Patch Testing to Diphenylguanidine by the North American Contact Dermatitis Group (2013-2016).

Dermatitis

From the *Department of Dermatology, Park Nicollet Health Services †Department of Dermatology, University of Minnesota ‡Department of Dermatology, Minneapolis Veterans Affairs Medical Center §University of Minnesota Medical School, Minneapolis ∥Division of Dermatology, Sunnybrook Health Sciences Centre, University of Toronto, Ontario, Canada ¶Division of Dermatology, University of Louisville, KY **Department of Dermatology, The George Washington University School of Medicine and Health Sciences, Washington, DC ††Department of Dermatology, Duke University, Durham, NC ‡‡Department of Dermatology, Cleveland Clinic, OH §§Department of Dermatology, University of Wisconsin School of Medicine and Public Health, Madison ∥∥Department of Dermatology, University of California San Francisco ¶¶Division of Dermatology, Montreal General Hospital, McGill University, Quebec, Canada ***Department of Dermatology, Columbia University, New York, NY †††Department of Dermatology, Keck School of Medicine, Los Angeles, CA ‡‡‡Division of Dermatology, University of Ottawa, Ontario, Canada §§§Department of Dermatology, Pennsylvania State University, State College ∥∥∥Department of Dermatology, Dartmouth-Hitchcock Medical Center, Lebanon, NH ¶¶¶Department of Specialty Medicine, Ohio University, Columbus.

Published: October 2021

Background/objectives: Carba mix (CM, 3% petrolatum) contains 1,3-diphenylguanidine (DPG, 1%), zinc diethyldithiocarbamate (1%), and zinc dibutyldithiocarbamate (1%). Because DPG is a component of CM, DPG is often not tested separately. The purpose of this study was to determine the frequency of concomitant reactions to CM and DPG.

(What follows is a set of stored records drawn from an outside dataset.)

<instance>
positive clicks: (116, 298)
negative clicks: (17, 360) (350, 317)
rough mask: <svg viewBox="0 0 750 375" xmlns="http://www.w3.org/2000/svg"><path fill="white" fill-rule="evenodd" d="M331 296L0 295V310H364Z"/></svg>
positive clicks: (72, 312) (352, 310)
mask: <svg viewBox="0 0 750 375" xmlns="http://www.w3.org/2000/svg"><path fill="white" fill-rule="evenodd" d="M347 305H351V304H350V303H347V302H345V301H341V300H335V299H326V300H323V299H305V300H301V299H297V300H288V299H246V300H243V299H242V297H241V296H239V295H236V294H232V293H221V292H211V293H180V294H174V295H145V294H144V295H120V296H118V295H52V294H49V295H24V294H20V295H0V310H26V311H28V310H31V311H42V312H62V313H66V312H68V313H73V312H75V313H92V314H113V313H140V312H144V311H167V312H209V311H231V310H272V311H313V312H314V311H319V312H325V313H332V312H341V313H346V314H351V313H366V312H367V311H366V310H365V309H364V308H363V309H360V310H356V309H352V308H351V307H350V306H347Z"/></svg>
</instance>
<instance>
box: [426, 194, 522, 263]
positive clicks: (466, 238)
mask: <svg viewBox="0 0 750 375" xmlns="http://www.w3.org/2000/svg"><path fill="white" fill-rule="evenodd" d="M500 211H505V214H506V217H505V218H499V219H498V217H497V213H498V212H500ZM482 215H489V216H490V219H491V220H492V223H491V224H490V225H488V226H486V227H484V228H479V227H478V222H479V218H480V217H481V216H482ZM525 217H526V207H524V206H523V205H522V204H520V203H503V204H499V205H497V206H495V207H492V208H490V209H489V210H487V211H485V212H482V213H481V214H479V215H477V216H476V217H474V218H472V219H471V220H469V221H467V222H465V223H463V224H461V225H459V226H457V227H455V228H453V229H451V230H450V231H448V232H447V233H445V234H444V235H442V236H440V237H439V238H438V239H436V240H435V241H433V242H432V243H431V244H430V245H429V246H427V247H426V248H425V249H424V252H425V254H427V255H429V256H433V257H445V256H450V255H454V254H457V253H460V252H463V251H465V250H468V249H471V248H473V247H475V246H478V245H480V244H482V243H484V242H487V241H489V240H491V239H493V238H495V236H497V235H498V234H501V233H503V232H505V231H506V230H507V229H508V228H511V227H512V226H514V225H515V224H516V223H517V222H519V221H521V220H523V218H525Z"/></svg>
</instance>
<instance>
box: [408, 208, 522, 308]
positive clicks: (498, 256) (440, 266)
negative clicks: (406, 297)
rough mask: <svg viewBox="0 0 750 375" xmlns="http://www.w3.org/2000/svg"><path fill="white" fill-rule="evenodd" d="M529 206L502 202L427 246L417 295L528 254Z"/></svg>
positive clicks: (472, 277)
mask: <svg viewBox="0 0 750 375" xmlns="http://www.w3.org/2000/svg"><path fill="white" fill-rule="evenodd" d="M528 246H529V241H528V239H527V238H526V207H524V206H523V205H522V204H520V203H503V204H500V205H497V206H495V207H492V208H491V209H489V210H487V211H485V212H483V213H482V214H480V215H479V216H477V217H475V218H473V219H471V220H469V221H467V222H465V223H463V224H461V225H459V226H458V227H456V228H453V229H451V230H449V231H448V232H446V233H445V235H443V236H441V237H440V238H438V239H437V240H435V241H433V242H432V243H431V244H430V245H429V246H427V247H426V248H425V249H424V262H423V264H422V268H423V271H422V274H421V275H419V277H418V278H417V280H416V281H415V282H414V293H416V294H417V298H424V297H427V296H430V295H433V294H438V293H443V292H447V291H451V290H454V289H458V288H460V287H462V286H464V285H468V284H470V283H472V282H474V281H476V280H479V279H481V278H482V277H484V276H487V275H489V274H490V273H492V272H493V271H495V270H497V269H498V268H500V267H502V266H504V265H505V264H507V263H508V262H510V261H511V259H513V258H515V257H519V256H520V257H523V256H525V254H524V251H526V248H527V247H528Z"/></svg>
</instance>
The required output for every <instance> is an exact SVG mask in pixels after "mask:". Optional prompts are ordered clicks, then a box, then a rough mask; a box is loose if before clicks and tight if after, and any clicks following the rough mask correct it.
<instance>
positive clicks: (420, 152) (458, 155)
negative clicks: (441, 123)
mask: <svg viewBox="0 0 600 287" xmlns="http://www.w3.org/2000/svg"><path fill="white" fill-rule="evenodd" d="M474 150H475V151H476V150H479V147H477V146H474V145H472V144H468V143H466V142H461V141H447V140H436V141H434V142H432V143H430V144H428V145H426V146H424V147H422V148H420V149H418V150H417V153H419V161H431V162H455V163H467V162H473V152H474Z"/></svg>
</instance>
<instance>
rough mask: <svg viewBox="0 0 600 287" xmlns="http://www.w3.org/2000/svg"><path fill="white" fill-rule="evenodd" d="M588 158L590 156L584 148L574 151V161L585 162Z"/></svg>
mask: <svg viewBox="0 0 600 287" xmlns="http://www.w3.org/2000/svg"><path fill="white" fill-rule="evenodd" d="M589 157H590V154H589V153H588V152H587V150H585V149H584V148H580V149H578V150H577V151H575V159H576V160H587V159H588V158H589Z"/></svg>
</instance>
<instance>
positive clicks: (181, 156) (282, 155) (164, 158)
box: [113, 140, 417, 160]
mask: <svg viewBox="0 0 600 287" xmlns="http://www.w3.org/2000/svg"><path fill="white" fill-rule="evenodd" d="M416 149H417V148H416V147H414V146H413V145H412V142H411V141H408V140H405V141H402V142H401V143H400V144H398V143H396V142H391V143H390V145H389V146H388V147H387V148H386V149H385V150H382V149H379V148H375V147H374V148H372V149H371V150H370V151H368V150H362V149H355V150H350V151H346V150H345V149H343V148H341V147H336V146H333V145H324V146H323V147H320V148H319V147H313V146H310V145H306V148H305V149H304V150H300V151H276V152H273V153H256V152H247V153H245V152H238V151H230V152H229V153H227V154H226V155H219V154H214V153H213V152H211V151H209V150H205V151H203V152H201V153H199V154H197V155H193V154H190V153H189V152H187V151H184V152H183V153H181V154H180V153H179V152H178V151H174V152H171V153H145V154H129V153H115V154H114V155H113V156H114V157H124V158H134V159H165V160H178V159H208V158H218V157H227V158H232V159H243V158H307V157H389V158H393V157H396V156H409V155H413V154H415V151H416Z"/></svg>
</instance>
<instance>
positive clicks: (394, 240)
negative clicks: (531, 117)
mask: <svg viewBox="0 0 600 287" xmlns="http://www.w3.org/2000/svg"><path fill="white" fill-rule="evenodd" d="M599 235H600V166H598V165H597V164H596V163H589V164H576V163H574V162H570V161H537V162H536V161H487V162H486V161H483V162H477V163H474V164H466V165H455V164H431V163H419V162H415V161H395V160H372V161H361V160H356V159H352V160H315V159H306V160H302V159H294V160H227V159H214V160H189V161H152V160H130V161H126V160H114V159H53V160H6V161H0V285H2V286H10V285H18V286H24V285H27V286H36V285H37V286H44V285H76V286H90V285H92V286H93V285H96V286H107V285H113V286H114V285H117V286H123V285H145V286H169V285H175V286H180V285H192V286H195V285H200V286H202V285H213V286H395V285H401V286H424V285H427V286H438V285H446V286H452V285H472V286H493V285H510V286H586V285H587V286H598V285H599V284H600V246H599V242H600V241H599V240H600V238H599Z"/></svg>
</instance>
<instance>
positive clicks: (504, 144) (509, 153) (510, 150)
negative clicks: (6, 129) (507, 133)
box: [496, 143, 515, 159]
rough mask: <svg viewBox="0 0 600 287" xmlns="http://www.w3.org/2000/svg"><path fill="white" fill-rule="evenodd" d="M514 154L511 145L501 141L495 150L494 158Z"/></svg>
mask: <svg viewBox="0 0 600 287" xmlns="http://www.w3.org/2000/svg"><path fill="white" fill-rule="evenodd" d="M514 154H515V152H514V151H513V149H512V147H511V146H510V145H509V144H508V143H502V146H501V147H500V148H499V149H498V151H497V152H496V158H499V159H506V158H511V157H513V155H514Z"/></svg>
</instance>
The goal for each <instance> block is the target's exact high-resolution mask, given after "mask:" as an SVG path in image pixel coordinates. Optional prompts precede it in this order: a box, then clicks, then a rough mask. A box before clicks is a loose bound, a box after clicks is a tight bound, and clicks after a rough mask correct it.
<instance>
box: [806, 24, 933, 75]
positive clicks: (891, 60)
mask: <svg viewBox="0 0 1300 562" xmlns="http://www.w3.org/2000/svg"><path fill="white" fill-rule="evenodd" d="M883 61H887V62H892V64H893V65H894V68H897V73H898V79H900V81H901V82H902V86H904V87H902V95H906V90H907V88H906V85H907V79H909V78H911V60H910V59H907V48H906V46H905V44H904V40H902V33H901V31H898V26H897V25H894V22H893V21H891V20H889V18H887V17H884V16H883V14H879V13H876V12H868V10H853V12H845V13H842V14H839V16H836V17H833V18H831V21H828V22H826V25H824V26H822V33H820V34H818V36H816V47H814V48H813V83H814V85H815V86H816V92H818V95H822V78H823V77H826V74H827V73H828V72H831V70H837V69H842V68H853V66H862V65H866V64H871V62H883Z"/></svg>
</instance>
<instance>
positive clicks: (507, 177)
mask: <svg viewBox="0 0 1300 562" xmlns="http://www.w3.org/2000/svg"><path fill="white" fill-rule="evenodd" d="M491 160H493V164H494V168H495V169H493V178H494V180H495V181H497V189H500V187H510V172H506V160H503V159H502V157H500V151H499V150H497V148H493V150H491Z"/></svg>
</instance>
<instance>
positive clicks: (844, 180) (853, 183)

Methods: A retrospective analysis of the 2013-2016 North American Contact Dermatitis Group data was conducted. The study group consisted of patients with final interpretation of "allergic" to either DPG or CM. Reactions coded as irritant or doubtful/macular erythema (+/- and not interpreted as allergic) were excluded.

Results: A total of 10,457 patients were patch tested to both CM and DPG, and 610 (5.8%) had allergic reactions to either CM or DPG (CM only [n = 292, 47.9%], DPG only [n = 190, 31.1%], both [n = 128, 21.0%]). A total of 39.4% of CM-allergic patients reacted to DPG, and 59.7% of DPG-allergic patients reacted to CM. Analyses found that 25% (++/+++ subgroup) to 40% (all patients) of allergic reactions to DPG would have been missed by testing to CM alone. More than 70% of reactions to CM and DPG were +/- or +.

Conclusions: Patch testing to CM will miss 25% to 40% of positive reactions to DPG. Both CM and DPG have a high frequency of +/- and + reactions.